Ammarin Thakkinstian


NLP Automation to Read Radiological Reports to Detect the Stage of Cancer Among Lung Cancer Patients
Khushbu Gupta | Ratchainant Thammasudjarit | Ammarin Thakkinstian
Proceedings of the 2019 Workshop on Widening NLP

A common challenge in the healthcare industry today is physicians have access to massive amounts of healthcare data but have little time and no appropriate tools. For instance, the risk prediction model generated by logistic regression could predict the probability of diseases occurrence and thus prioritizing patients’ waiting list for further investigations. However, many medical reports available in current clinical practice system are not yet ready for analysis using either statistics or machine learning as they are in unstructured text format.
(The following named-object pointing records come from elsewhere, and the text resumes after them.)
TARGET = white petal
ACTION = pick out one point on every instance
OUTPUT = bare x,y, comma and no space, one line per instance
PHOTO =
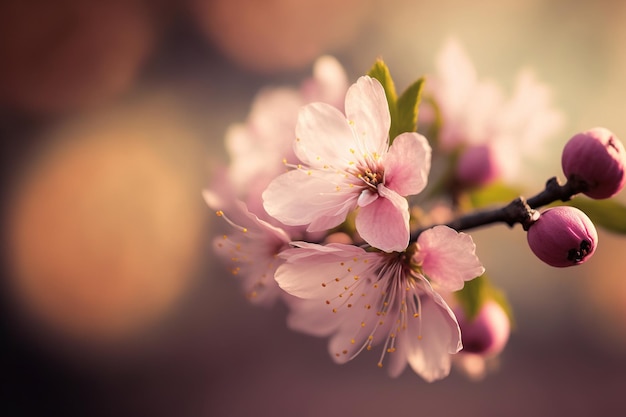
407,164
367,108
300,197
384,223
324,137
430,345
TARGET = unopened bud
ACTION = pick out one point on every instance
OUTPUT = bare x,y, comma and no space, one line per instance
487,333
477,166
595,159
563,236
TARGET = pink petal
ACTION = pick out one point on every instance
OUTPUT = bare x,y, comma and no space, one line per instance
324,137
384,223
309,316
448,257
309,266
431,341
407,164
300,197
367,108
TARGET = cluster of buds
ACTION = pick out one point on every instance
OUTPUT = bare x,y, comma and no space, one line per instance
320,198
593,162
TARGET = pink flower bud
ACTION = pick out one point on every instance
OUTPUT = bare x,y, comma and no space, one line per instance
477,166
487,333
563,236
595,158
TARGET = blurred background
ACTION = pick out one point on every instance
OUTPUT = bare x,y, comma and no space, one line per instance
112,115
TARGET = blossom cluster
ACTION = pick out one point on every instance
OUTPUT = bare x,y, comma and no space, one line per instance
319,197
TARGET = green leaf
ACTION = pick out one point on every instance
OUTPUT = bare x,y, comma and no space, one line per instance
432,130
608,214
407,108
380,71
493,194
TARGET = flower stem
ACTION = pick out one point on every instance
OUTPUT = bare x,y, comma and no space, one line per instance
520,210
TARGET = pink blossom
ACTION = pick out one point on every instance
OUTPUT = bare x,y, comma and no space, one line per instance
362,299
476,112
251,251
258,147
347,163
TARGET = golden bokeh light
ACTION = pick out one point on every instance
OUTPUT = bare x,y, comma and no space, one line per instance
105,224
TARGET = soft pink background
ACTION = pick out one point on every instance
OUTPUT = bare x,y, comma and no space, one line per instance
111,119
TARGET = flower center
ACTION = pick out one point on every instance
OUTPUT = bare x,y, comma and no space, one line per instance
371,178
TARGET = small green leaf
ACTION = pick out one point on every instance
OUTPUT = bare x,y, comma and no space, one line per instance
433,129
493,194
380,71
407,108
608,214
472,296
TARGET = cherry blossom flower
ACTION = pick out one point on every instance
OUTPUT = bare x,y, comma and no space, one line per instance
476,114
251,251
362,299
347,162
258,147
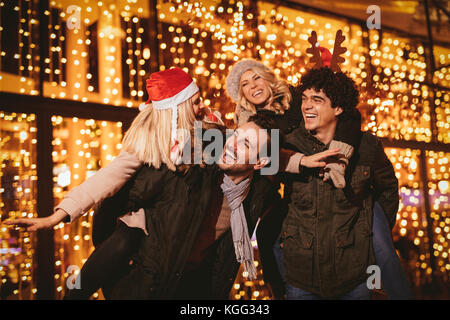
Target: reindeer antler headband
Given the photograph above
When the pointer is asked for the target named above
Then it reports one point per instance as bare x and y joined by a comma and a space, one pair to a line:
322, 57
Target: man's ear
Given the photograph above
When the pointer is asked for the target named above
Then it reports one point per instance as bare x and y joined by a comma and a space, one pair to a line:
261, 163
338, 111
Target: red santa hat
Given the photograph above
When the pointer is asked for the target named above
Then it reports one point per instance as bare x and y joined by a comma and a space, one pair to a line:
166, 90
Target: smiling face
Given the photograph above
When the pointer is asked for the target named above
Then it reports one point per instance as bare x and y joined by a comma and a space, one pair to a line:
317, 111
254, 88
241, 151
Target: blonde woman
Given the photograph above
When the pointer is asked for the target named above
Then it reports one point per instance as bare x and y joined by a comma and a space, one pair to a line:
155, 138
152, 140
255, 89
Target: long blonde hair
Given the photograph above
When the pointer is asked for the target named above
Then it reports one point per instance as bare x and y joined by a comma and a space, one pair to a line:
149, 136
280, 95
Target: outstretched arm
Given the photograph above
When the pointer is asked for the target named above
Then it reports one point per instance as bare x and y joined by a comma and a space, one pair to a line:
105, 183
291, 161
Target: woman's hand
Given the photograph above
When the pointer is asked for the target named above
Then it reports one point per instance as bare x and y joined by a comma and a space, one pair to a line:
34, 224
316, 160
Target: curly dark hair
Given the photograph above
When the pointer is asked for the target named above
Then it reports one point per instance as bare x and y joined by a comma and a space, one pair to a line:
338, 87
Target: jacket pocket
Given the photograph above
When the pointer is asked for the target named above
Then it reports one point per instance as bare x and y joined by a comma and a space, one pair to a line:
351, 253
298, 254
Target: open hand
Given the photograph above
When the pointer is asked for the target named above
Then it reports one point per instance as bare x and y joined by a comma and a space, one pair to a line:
34, 224
317, 160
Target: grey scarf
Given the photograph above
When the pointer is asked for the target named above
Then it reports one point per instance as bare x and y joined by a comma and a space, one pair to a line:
235, 195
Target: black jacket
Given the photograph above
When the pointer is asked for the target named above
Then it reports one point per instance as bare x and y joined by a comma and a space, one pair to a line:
175, 205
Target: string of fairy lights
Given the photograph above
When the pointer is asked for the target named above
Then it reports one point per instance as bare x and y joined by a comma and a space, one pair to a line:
107, 60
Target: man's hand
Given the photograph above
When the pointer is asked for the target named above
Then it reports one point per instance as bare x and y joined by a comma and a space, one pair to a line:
34, 224
316, 160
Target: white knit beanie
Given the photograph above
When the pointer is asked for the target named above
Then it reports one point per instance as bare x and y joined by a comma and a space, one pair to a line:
234, 77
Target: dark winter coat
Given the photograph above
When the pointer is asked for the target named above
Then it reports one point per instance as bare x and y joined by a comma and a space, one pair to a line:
327, 233
175, 206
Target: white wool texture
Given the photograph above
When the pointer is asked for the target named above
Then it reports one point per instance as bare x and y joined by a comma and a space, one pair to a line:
234, 77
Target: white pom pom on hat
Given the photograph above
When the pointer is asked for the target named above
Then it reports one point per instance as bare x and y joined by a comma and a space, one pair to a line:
234, 77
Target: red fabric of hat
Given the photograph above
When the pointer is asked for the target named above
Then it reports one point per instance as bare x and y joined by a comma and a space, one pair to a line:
166, 84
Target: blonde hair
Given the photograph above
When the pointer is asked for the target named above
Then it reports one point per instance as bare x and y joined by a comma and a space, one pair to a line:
149, 136
280, 95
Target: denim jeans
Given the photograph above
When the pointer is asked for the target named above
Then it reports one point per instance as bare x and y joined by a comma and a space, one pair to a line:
393, 277
107, 263
361, 292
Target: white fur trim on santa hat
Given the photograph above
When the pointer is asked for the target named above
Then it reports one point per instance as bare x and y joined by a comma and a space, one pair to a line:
175, 100
172, 103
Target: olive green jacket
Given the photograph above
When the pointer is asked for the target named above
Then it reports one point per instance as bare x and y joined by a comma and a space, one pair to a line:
327, 234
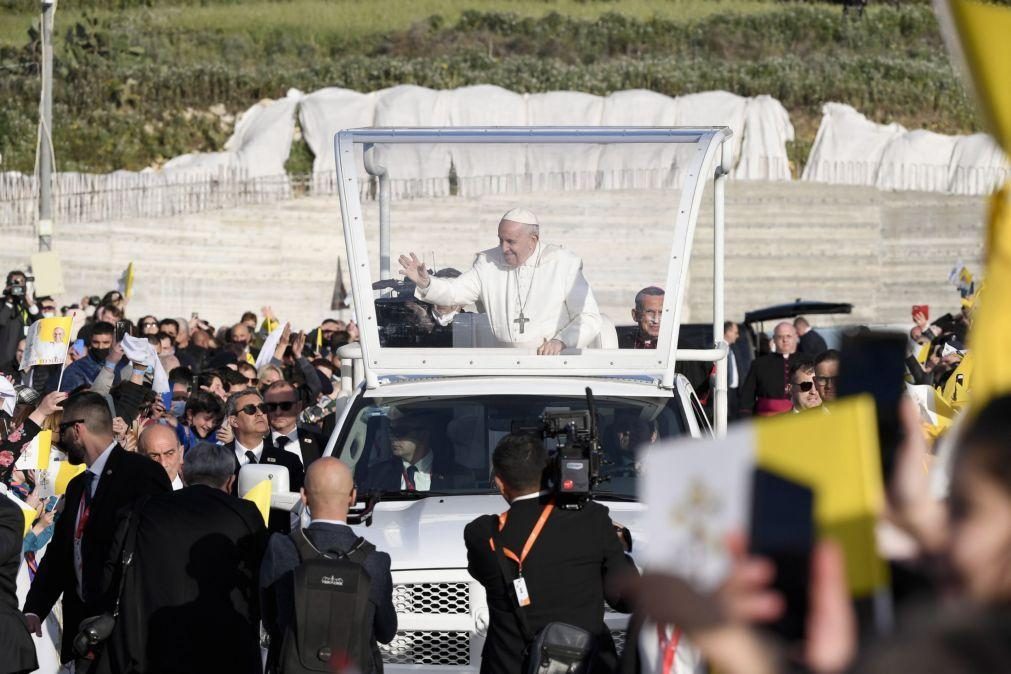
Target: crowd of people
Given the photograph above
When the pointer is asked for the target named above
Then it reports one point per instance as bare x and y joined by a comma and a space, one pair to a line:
156, 565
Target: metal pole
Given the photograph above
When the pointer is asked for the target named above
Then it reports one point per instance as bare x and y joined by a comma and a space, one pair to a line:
375, 169
719, 252
46, 147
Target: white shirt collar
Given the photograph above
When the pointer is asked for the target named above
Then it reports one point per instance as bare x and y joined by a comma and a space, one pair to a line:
529, 497
241, 450
100, 462
423, 466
The complexity of medical information makes the annotation or validation of data very challenging and thus acts as a bottleneck to apply machine learning techniques in medical data. This study is therefore conducted to create such annotations automatically where the computer can read radiological reports for oncologists and mark the staging of lung cancer. This staging information is obtained using the rule-based method implemented using the standards of Tumor Node Metastasis (TNM) staging along with deep learning technology called Long Short Term Memory (LSTM) to extract clinical information from the Computed Tomography (CT) text report. The empirical experiment shows promising results being the accuracy of up to 85%.